18/02/2004

Ah oui, au fait, je me souviens...

A l'époque, j'avais un contrat sympa : un trimestriel pour un Ministère, plein de photos, genre magazine de relations publiques. C'était un peu mon bébé : j'avais participé à sa naissance et l'avais vu grandir.
Puis un jour, un Ministre est allé visiter une imprimerie. Ces gars n'en pouvaient plus de dépenser les subsides et autres aides publiques; exsangues, il leur en fallait plus. Faut croire que le Ministre a été reçu comme un roi.
Un contrat pour un service public, c'est jamais définitif.
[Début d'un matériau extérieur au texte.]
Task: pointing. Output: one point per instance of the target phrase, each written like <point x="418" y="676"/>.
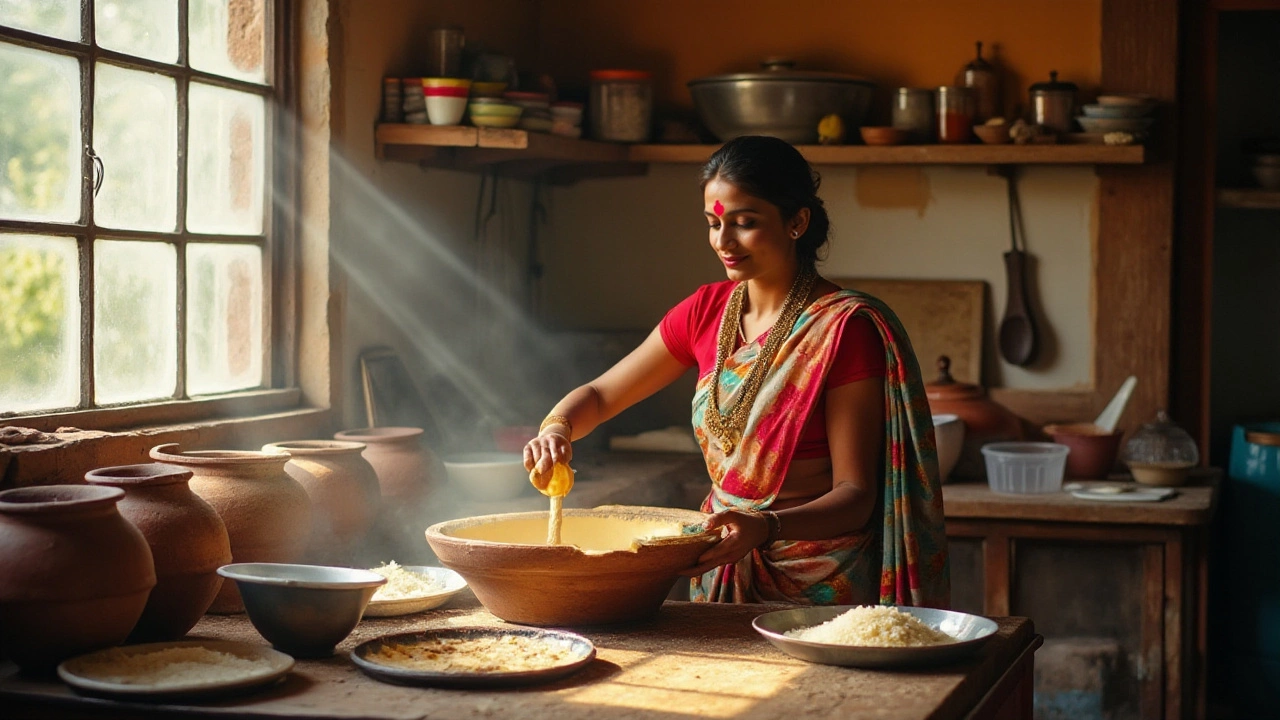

Rien n'est jamais acquis. Il y a les règles de soumission publique. Normal, c'est le jeu. Je ne m'en faisais pas trop : mon bébé, je l'avais bichonné. Et le résultat de la soumission tombe : le marché est attribué à l'imprimerie Machinchose.
— "Ce serait possible de voir les différentes soumissions? J'aimerais savoir sur quel poste je me suis planté."
— "Non, ce n'est pas possible."
— "... ???"
— "On les a égarées."
Pour me calmer (me faire taire), le secrétaire du Ministre m'a promis d'autres jobs. Des clopinettes. Son patron fait souvent parler de lui dans la presse; son nom est cité dans pas mal d'affaires. Donc il est puissant : je ferme ma gueule.
Grands mercis, monsieur Mathot.

09:02 Écrit par Jean-Pierre | Lien permanent | Commentaires (0) |  Facebook |

17/02/2004

"Il n'y a que la bêtise humaine qui donne une idée de l'infini"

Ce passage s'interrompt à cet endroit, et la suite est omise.